Context Aggregation and Analysis : A Tool for User-Generated Video Verification

O. Papadopoulou, D. Giomelakis, L. Apostolidis, S. Papadopoulos, Y. Kompatsiaris
The uncontrolled dissemination of User-Generated Content (UGC) through social media and video platforms raises increasing concerns about the intentional or unintentional spread of misleading information. As a result, people who are turning to the Internet for their daily news, need tools that help them distinguish between reliable and unreliable content. Here we present the Context Aggregation and Analysis tool, with the aim to facilitate the investigation of the veracity of User-Generated videos (UGVs). The tool collects and calculates a set of verification cues based on the video context, that is the information surrounding the video rather than the video itself, and then creates a verification report.
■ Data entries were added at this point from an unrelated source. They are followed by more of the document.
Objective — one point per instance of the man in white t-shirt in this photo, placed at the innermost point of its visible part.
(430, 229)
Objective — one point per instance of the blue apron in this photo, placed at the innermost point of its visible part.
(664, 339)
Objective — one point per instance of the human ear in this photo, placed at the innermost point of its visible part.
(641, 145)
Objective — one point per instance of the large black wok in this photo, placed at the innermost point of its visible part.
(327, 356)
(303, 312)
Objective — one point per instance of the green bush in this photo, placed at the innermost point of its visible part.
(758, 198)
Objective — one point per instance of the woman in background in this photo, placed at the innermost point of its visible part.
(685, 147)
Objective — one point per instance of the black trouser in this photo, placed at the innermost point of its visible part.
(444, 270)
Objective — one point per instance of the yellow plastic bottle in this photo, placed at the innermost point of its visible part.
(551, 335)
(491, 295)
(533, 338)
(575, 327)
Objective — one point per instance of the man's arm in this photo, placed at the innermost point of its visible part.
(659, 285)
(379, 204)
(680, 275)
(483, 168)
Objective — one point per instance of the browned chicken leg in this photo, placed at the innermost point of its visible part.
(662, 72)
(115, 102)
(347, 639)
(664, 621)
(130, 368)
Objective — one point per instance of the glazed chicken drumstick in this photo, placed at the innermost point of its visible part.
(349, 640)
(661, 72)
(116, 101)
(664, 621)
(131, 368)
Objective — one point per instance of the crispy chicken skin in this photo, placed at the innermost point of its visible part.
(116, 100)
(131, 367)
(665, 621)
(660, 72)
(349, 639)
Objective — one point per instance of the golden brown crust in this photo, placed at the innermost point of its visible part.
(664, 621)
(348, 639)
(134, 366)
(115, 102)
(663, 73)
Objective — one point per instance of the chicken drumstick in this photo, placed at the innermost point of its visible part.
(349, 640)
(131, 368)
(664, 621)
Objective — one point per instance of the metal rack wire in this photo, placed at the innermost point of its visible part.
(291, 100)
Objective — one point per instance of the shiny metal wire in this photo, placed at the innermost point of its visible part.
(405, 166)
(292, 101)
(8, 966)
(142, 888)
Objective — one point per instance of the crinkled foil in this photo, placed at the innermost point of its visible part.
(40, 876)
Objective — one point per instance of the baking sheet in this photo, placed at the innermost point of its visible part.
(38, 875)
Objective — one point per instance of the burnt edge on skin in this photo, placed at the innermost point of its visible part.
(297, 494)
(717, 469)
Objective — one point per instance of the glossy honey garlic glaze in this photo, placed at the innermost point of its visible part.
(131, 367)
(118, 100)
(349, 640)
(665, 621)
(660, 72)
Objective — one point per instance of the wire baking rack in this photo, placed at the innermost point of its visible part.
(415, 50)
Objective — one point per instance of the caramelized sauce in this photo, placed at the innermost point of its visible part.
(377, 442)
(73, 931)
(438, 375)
The cues include information about the video and user that posted it, as well as the activity of other users surrounding it (what we call “wisdom of the crowd”), cross-checking with previous cases of fakes (“wisdom of the past”), and employing machine learning systems trained on past cases of real and fake videos (“wisdom of the machine”). We evaluate the tool in two ways: i) we carry out a user study where end users are manually assessing the tool’s features on a set of UGVs from a real-world dataset of news-related videos, and ii) we quantitatively evaluate the automatic verification component of the tool. The tool assisted successfully with the debunking of 132 out of 200 fake videos, the verification of 142 out of 180 real videos and the performance of the classifiers reached an F-score of 0.72.